Presentation #102.309 in the session Poster Session.
The 2021 Extreme Precision Radial Velocity (EPRV) Working Group’s report, and the more recent 2022 SAG21 findings, emphasizes that stellar activity is a primary hurdle to confirming and characterizing Earth analogs (Earth mass planets orbiting in the habitable zones of Sun-like stars). As such, scientific interest has returned to stellar measurements, with a goal to characterize stellar activity and remove its signature(s) from RV data.
The only star for which we can currently study such activity (and its impact on RVs) in great detail is the Sun, which represents only a small subset of local spectral types. For more distant stars, we can infer the presence of star spots and flares from time series photometry and sometimes produce crude images of the photospheres using methods such as interferometry and Doppler-tomography. Yet this is a far cry from understanding stellar activity in detail across a wide range of stellar types. While numerical tools (e.g. Gaussian processes) can be very helpful, their results can be misleading without a broad foundation of observed stellar variability to compare against.

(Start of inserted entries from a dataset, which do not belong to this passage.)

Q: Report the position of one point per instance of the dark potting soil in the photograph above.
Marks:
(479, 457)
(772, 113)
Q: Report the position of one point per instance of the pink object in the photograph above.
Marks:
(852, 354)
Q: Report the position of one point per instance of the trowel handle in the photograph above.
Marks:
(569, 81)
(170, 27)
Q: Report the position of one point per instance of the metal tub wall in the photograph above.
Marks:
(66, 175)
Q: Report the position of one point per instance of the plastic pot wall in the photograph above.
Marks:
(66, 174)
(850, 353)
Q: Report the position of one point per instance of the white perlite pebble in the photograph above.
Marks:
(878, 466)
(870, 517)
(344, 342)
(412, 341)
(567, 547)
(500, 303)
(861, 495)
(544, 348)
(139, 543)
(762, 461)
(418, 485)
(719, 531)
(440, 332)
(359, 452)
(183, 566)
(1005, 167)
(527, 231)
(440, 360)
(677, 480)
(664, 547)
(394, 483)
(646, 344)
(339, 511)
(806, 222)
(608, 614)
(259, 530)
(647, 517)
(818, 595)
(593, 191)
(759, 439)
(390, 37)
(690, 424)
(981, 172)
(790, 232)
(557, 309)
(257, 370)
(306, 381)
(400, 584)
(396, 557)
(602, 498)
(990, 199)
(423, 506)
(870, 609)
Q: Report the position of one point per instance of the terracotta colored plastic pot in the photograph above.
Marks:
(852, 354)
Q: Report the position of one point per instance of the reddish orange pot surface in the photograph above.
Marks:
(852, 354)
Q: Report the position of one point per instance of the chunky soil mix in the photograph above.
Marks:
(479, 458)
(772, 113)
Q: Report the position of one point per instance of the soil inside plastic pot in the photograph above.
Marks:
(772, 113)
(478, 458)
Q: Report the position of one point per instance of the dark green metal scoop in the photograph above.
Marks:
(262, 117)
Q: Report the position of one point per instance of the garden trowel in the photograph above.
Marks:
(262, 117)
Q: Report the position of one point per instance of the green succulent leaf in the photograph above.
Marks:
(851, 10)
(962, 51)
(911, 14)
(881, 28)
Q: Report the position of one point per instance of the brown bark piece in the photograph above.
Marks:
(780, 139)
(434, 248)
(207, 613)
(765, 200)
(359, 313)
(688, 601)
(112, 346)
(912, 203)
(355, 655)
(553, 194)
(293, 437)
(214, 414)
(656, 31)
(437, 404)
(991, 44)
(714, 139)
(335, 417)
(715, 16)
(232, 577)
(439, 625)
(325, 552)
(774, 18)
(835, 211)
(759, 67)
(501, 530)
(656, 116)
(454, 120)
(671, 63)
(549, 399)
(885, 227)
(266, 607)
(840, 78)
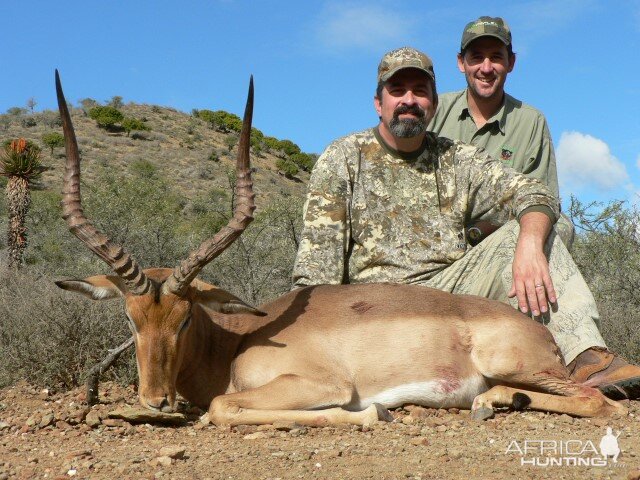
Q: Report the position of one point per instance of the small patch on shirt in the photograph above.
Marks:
(361, 307)
(506, 154)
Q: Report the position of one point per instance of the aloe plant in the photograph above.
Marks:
(20, 163)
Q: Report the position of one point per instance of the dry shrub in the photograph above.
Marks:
(51, 338)
(607, 251)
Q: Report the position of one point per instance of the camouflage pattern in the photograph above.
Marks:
(486, 271)
(375, 215)
(405, 57)
(486, 27)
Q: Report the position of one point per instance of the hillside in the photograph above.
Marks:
(178, 144)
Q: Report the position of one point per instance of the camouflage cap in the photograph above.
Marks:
(486, 27)
(405, 57)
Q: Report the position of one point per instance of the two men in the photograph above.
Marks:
(390, 204)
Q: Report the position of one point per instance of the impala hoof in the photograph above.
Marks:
(482, 413)
(383, 413)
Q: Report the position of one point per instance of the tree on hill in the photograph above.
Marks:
(53, 140)
(20, 163)
(106, 117)
(130, 124)
(287, 167)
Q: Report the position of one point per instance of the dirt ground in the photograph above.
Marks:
(44, 434)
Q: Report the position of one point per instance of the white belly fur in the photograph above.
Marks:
(428, 394)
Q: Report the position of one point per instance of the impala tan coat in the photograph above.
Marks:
(317, 355)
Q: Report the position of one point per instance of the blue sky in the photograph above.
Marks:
(314, 64)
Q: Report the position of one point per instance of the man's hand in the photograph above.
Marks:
(531, 279)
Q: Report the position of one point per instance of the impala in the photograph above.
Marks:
(318, 355)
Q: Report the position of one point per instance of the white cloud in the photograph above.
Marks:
(586, 161)
(345, 26)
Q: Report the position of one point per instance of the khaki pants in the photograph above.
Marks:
(486, 271)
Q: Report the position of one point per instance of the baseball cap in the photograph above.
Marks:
(486, 27)
(405, 57)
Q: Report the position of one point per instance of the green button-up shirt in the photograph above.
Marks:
(517, 135)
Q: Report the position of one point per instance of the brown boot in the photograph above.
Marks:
(613, 376)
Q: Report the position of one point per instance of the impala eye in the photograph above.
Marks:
(131, 324)
(185, 324)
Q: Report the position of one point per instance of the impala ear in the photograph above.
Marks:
(238, 306)
(99, 287)
(220, 300)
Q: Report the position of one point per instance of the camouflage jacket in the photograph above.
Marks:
(374, 214)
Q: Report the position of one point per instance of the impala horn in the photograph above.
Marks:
(113, 255)
(188, 269)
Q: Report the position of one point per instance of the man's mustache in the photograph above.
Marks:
(413, 109)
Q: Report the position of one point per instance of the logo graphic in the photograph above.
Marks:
(506, 154)
(609, 445)
(567, 453)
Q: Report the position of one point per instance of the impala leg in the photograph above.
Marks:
(583, 402)
(291, 398)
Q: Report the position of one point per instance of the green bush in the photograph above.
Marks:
(288, 147)
(130, 124)
(287, 167)
(224, 121)
(303, 160)
(106, 117)
(607, 251)
(53, 140)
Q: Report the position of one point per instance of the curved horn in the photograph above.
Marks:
(188, 269)
(113, 255)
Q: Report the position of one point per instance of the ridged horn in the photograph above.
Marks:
(188, 269)
(113, 255)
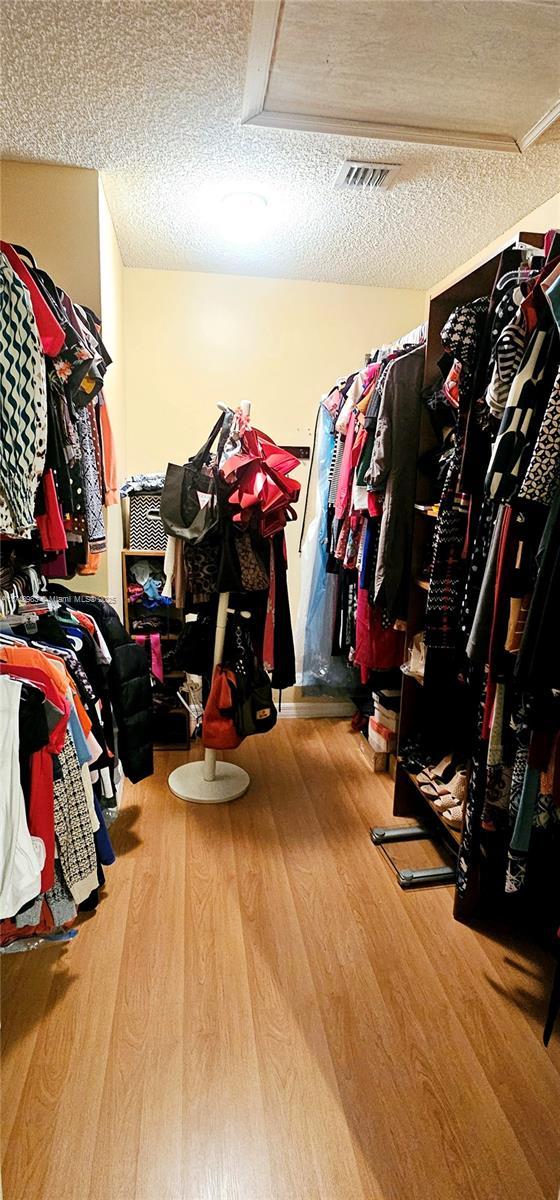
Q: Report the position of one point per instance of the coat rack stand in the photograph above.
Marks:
(209, 780)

To address these challenges, we proposed STARSPOT (the STellar Activity Recorder and Spectro-Photometric ObservaTory), a SmallSat submitted to the Explorer standalone Mission of Opportunity call in December 2021. STARSPOT could provide a missing link between Solar and stellar activity studies by collecting high-precision, spectrally and temporally resolved data for a representative set of F-G-K-M dwarf stars. These spectral time series would cover sequential rotation cycles and revisit targets yearly to sample long term magnetic cycles. The goal is to advance our understanding of stellar activity via characterization of specific active region phenomena, which in return could help to break the current 1m/s stellar activity RV barrier and aid in better modeling of the Transit Light Source Effect.
In the STARSPOT concept, high stability spectroscopy with a passband from NUV to NIR is enabled by a low-noise space platform. A telescope based on free-form optical surfaces provides a large aperture and a large field of view, allowing for simultaneous observations of comparison stars with similar properties. This, and a constant solar reference, enables us to remove remaining systematics, which are already highly suppressed by design.